1. Field of the Invention
The present invention relates to a mechanical persistent current switch and a method for the same which are preferable for a persistent current switch (PCS) for storing electric current in a superconducting coil such as a superconducting magnetic energy storage (SMES) device or the like.
For a magnetically levitated train, a superconducting electromagnetically propelled boat, a superconducting device for medical diagnosis such as magnetic resonance imaging (MRI) device, and a SMES device, a PCS is used in order to run the superconducting magnet in a persistent current mode. Stable conductivity of large amounts of currents, quick switching operation, and a small energy loss are required for a PCS.
2. Description of Related Art
As standard methods to realize a persistent current mode, three different switching methods have been proposed. Those are thermal, magnetic, and mechanical methods. Presently, the thermal method is mainly employed for a persistent current switch of a superconducting coil for a magnetically levitated train and a superconducting electromagnetic propelled boat or the like.
However, a thermal PCS has a problem in that the operating time for switching is long especially when a large amount of transport currents are passed. For example, the off-switching time for a thermal persistent current switch of 10 kA class using a superconducting coil was 180 seconds. The on-switching time of the same switch was even longer and reached 813 seconds. This is simply due to the fact that it takes a long time to drive a PCS in a large volume from the superconducting to the normal conducting state. It takes a longer time to cool the superconducting coil switch from the normal to the superconducting state.
In the case of a magnetically levitated train and a superconducting electromagnetically propelled boat in which the frequency of switching is extremely low, a slow switching time is not a serious problem. The same idea applies to the case of a superconducting device for medical diagnosis. For these applications, a slow switching time and a small energy loss is not a problem, and therefore, research and development of a thermal PCS are actively performed.

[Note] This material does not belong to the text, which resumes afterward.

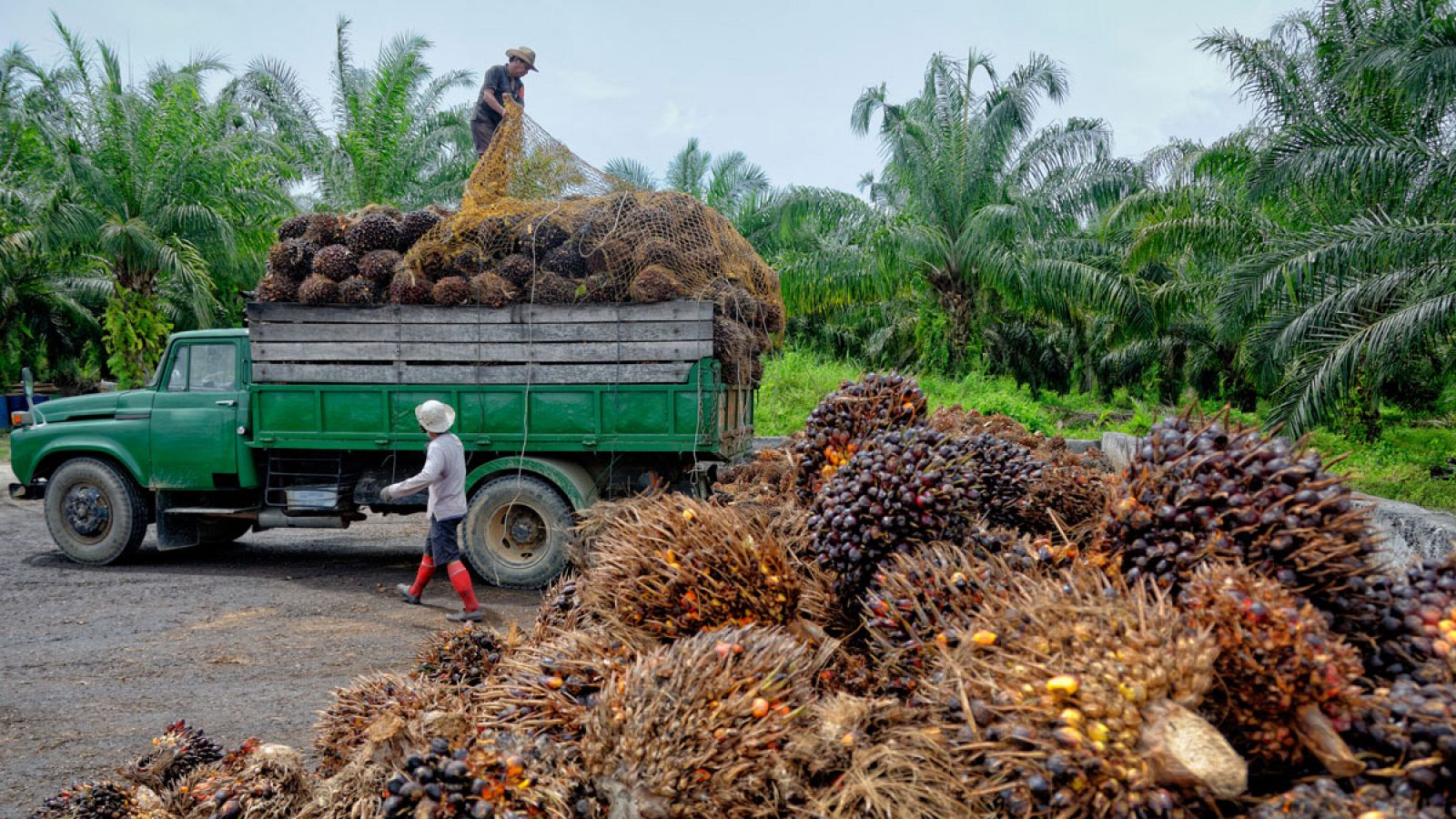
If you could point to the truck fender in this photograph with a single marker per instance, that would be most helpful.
(53, 457)
(570, 479)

However, the number of switching times is large in a SMES device, and hence a thermal PCS is not suitable. A thermal PCS has another problem that a certain amount of currents are flowing through the switch even in a off state, because the switch is in a normal conducting state and the resistance is finite. Thus an energy loss is unavoidable. A magnetic PCS has the same problem.
In contrast, the electric circuit can be completely shut in the off state of a mechanical persistent current switch (MPCS), since it mechanically opens connector terminals. The switching time is also very short for a MPCS, since a switching operation is simply controlled by closing and opening connector terminals. Thus the MPCS is considered to be more suitable for a superconducting magnet in which on/off switching is frequently repeated.
When superconducting materials were used for connecting terminals of a MPCS, it is possible to supply electric currents to a superconducting magnet from a power supply with no resistance. It is also possible to disconnect the electric current perfectly when the switch is off.
Superconducting materials used for a MPCS, however have been metal alloys such as NbTi and the like. The critical temperature Tc of such metal superconductors was so low that refrigeration by liquid helium (temperature: 4.2K) was indispensable, and hence the cost of facilities was a problem.
Because of such a background, the development of a MPCS, which functions sufficiently at high temperatures such as 77.3 K the boiling point of liquid nitrogen and reduces the facility cost to a great extent, has been desired.
In 1987 RE—Ba—Cu—O oxide superconductors (RE is a rare earth element) that showed higher critical temperature Tc than the boiling point of liquid helium were discovered. With this advent, a trial for producing a MPCS was conducted by using such high temperature superconductor (HTSC) as materials for connectors. At the early stage of research, HTSC materials were prepared by sintering methods. The contact resistance between sintered HTSC materials was high; thus a state of superconductivity was not realized. Therefore, the research was discontinued because the development of a MPCS of desired performance was not clearly foreseen.